Not a day goes by without dire warnings of an imminent Russian military invasion of Ukraine. Such warnings do not come out of the blue: A variety of sources—including government organizations, such as U.S. and Ukrainian intelligence, military and diplomatic agencies, and non-governmental organizations, such as Jane’s and Russia’s Conflict Intelligence Team—are reporting that the Russian military is amassing assets, including infantry, airborne, artillery, missile and tank units, in regions adjacent to Ukraine in numbers unseen since 2014. While the concentration of Russian tactical battalion groups vis-à-vis Ukraine is hardly disputable, tentative results of my research into the Russian leadership’s past decisions regarding military interventions indicates that Russian President Vladimir Putin is unlikely to order these combat units to conduct an offensive against Ukraine unless Ukrainian President Volodymyr Zelensky makes the first military move on the Donbass chessboard. I have examined nine instances when Putin was likely to have considered ordering a military intervention in a foreign country but decided against it, and three instances when he did end up issuing such an order (Georgia in 2008, Ukraine in 2014 and Syria 2015). My examination of these 12 instances revealed that for Putin to issue such an order, a confluence of three conditions needs to be present. First, Putin has to see a clear, acute threat to one or more of Russia’s vital national interests as he sees them (Table 1). Second, he has to have a reasonable hope that a military intervention would succeed in defending the threatened vital interests or advancing them. Third, Putin has either to have run out of options that do not involve the massive use of armed forces, and therefore are generally less costly, or to lack the time needed to exercise such non-military options to respond to the perceived threats.

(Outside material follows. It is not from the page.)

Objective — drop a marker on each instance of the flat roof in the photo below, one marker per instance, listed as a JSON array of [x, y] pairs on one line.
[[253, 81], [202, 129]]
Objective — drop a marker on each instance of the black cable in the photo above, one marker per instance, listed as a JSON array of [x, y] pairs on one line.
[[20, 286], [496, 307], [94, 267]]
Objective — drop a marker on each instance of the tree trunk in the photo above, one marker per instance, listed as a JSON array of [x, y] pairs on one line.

I don’t believe that Putin, who is the ultimate decision-maker when it comes to Russia’s foreign and defense policies, sees either the first or third of these conditions when he looks at Ukraine.
First, when it comes to Ukraine, neither of the existing threats to Russia’s vital interests, such as preventing armed conflicts waged against its allies and preventing the arrival of hostile regional hegemonies on Russia’s borders, have become qualitatively more acute recently, nor have new threats emerged. The probability that NATO, which Russia’s leadership views as a threat to their country’s national security, will accept Ukraine as a member has not increased. Yes, Zelensky has made several appeals to the alliance recently, arguing that a path toward NATO membership is the only way to end war in eastern Ukraine. However, while NATO Secretary-General Jens Stoltenberg’s response to these appeals included expression of support for Ukraine’s territorial integrity, he kept mum on whether the alliance would offer Ukraine a membership action plan (MAP). NATO did promise Ukraine in 2008 that it would join the alliance one day, but that day has not recently become any closer. In addition to the expansion of NATO to include Ukraine, Putin’s aides have also made it clear that a Ukrainian offensive in Donbass, where several hundreds of thousands have acquired Russian citizenship, would be treated as crossing a Russian red line. “I support the assessments that also exist inside Ukraine that the beginning of hostilities [in eastern Ukraine] is the beginning of the end of Ukraine,” Putin’s deputy chief of staff Dmitry Kozak said. “It’s a self-inflicted wound, a shot not in the leg but in the face,” he said, adding that Moscow “would have to come to the defense” of Russian citizens in eastern Ukraine “depending on the scale of the fire.” These explicit warnings may have been, perhaps, one reason why chief of the general staff of the Ukrainian Armed Forces Ruslan Khomchak publicly pledged that his forces, which have been concentrating in areas adjacent to Donbass, would not launch an all-out offensive against the pro-Russian separatists in Donbass. (Were, however, Ukraine’s leadership to break its promise and order such an offensive against Donbass, where more than half a million people hold Russian citizenship, or were NATO to offer Ukraine a MAP, the first of the conditions necessary for Russian military intervention would emerge, altering Putin’s calculus; it seems unlikely, at the time of this writing, that either would occur in the near future.)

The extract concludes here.